Concerns have been raised about the safety of ILE in critically ill patients with regards to risk of acute lung injury (ALI). The theoretical mechanisms of pulmonary toxicity due to ILE are severalfold and include the following: local hypoperfusion, injury from hypoxic pulmonary vasoconstriction, and effects from resultant localized edema. Oleic acid, which comprises about 22% of the free fatty acids in ILE preparations, is associated with the development of ALI in animal models [10]. Human studies using ILE as its labeled indication for nutritional use describe a low incidence of ALI but the causative role of triglycerides has recently been called into question [11]. In our population, ALI resulted in 33% of patients' post-administration of ILE. While our study cannot prove causality, the Naranjo ADR likelihood [5] was classified as a score of 1/12 (i.e., possibly related). Additionally, it is difficult to calculate risk of ALI in our subset of patients who were already predisposed for ALI due to hypotension, drug effect on alveolar capillary permeability, or aspiration. Future studies should address the risks of ILE raised in this dataset, including those of ALI.

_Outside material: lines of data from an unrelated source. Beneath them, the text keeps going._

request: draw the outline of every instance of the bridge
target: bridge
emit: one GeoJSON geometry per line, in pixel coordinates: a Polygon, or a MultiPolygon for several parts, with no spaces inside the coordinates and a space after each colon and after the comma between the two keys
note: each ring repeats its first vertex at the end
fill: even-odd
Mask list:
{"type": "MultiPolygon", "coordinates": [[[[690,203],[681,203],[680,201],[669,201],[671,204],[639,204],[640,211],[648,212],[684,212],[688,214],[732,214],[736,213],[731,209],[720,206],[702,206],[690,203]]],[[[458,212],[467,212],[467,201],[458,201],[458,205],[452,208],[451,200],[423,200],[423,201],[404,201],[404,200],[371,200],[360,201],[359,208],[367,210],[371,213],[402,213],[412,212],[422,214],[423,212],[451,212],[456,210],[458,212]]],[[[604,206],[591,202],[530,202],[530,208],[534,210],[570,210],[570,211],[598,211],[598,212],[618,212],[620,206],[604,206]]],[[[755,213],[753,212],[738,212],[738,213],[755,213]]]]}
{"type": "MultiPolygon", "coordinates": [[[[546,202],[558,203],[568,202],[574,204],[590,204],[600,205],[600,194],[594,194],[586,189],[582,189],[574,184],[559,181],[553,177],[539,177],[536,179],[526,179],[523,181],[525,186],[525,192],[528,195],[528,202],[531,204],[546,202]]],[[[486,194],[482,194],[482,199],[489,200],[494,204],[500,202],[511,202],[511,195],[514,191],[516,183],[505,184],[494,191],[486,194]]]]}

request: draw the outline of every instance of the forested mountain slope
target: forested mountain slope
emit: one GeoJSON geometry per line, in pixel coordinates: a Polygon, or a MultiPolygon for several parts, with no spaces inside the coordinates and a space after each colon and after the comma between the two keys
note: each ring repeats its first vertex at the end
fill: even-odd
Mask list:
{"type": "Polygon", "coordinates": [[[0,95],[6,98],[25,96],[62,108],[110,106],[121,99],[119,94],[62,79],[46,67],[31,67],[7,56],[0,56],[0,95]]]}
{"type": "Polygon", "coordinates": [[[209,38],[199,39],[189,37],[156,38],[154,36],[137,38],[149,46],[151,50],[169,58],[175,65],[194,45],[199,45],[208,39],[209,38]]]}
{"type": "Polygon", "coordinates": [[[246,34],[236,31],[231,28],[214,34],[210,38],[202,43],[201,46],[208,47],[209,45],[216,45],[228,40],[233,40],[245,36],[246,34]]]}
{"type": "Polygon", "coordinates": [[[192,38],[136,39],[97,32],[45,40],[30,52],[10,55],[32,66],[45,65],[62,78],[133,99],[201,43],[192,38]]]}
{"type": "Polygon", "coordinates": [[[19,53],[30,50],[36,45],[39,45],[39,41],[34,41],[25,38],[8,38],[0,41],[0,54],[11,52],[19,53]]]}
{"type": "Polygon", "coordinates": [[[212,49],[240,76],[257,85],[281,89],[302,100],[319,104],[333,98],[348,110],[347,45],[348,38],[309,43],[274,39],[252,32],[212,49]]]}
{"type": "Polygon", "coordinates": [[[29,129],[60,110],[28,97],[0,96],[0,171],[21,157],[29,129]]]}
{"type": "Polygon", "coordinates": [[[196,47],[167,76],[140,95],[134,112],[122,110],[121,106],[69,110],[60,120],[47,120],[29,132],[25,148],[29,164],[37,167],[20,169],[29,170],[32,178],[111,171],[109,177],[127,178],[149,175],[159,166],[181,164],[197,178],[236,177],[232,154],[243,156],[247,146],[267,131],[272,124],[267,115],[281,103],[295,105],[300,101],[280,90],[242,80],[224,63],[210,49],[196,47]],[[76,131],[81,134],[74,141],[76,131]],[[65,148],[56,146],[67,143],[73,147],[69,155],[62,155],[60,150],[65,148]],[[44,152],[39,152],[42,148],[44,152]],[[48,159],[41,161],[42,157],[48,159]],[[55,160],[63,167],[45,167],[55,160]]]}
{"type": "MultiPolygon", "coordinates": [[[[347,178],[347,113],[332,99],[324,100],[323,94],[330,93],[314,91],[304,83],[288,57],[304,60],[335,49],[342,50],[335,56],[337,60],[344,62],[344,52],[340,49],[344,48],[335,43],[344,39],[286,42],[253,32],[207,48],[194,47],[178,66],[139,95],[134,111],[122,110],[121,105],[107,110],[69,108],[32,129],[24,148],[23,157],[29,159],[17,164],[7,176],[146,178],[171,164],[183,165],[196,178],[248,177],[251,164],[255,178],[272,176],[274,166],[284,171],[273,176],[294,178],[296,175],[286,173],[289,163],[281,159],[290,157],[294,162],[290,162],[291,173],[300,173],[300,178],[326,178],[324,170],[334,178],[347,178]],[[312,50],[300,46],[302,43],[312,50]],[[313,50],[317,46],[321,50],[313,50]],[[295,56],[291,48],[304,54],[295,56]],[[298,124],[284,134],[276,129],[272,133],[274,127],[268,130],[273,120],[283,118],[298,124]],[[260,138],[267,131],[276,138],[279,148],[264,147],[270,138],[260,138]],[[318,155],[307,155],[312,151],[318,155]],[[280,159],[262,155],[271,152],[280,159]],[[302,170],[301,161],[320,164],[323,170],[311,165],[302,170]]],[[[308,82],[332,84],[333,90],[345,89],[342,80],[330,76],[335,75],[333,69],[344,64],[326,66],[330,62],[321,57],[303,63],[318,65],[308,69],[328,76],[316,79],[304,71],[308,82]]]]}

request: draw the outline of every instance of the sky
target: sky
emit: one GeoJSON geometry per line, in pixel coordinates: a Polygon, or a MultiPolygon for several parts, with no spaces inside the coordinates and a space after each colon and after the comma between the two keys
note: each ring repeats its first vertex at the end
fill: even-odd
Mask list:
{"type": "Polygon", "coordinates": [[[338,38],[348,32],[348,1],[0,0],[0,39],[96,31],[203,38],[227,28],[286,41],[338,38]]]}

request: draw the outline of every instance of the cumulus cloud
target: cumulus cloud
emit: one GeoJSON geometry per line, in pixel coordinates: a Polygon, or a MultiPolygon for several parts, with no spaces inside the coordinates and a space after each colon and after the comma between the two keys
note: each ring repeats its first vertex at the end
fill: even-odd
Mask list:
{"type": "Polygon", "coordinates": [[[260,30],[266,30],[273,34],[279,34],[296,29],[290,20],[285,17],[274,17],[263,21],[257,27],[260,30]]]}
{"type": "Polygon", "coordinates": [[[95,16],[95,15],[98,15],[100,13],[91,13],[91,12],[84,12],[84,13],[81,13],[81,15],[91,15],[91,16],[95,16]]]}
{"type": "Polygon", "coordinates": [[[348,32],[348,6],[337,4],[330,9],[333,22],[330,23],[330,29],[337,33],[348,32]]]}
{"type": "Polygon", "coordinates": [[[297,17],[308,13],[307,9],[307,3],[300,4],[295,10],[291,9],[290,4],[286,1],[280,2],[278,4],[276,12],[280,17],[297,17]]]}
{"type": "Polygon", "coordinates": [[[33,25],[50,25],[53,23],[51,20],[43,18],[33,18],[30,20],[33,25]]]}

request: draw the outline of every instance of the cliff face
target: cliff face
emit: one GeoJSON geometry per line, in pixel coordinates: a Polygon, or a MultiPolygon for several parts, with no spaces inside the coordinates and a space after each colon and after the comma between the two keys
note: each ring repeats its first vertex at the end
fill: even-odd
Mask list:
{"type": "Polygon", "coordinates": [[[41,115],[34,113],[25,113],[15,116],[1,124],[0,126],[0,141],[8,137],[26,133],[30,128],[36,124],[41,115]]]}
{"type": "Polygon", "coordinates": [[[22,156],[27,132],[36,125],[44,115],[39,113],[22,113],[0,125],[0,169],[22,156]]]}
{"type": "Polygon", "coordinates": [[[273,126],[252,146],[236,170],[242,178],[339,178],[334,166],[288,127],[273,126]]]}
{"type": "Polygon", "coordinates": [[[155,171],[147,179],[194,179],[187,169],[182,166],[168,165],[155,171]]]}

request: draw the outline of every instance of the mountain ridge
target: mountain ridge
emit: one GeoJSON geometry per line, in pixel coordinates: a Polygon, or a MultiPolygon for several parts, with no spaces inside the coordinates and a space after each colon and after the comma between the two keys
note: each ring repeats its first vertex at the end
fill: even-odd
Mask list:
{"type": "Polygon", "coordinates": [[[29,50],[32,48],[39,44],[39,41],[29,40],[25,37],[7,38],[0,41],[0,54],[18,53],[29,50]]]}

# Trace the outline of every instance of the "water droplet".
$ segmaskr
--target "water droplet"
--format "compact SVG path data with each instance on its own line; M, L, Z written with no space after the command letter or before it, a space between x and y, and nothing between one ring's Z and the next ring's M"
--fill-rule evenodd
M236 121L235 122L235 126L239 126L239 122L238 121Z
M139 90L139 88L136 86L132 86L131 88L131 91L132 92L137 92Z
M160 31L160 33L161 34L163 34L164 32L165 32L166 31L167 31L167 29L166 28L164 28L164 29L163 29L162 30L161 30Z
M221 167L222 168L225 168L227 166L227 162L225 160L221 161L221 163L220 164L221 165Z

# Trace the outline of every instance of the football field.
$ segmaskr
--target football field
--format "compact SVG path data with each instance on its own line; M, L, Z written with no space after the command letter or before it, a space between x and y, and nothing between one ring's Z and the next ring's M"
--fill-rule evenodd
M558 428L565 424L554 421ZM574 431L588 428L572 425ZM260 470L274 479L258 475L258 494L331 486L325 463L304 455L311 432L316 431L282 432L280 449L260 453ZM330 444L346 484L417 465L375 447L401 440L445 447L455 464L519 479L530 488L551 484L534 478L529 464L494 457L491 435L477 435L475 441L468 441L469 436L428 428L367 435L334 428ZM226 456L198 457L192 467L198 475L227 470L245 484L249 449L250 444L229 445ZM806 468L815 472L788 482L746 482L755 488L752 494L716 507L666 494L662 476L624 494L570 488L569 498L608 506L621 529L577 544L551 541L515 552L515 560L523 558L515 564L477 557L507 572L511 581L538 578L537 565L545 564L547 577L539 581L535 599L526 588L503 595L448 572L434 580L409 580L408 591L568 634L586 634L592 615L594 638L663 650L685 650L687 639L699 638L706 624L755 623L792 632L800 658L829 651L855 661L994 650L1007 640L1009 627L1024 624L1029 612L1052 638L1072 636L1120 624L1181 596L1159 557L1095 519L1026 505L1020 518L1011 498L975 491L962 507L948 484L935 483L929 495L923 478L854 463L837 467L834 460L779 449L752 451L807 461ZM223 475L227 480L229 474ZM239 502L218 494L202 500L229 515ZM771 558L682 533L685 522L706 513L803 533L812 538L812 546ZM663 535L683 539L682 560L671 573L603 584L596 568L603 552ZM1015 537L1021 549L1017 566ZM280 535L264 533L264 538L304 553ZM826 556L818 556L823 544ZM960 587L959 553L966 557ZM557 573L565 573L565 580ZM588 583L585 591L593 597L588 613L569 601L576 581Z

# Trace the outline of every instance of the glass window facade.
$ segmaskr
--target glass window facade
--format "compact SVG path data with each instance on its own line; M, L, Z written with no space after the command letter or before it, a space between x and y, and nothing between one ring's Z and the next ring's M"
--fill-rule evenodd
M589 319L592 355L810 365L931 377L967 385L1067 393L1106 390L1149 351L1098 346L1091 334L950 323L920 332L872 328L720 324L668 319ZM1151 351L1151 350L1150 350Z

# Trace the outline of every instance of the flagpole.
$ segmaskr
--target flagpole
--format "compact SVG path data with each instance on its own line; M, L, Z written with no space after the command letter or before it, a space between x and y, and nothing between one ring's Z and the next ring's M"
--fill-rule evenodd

Three patients had lipemia reported on laboratory analysis which may cause either inaccuracies or delayed result reporting. Physicians using ILE should be aware of the potential for laboratory inaccuracies caused by lipemia [12, 13]. However, long-term effects of ILE on survival or adverse events are not known and should be taken into consideration. A longitudinal study could provide valuable information to this end.

Limitations

Our study is subject to several limitations including all those inherent to its retrospective nature. Conclusions may also be limited by lack of uniform application (including degree of shock and pharmacology of the drug toxicity), other antidotes (e.g., bicarbonate), and lack of a control group or prognostic information about each drug's toxicity. In addition, the reliance on clinical history to determine the drugs taken in overdose and small sample size prohibits more sophisticated analysis. Using mean MAP values in our subjects, we estimate a sample size of at least 100 patients would be required to have adequate power to detect a significant difference in hemodynamic parameters with a t test.

Conclusions

In this study, there was over 50% survival for patients receiving ILE as part of the resuscitation for drug-induced cardiovascular collapse. Clinically significant adverse effects were common and possibly associated with ILE administration. At this time, ILE administration is reasonable for the treatment of refractory cardiovascular collapse due to exposures to lipid-soluble drugs. However, use should be restricted to cardiac arrest or refractory shock until further prospective study can better evaluate risks and benefits of ILE therapy.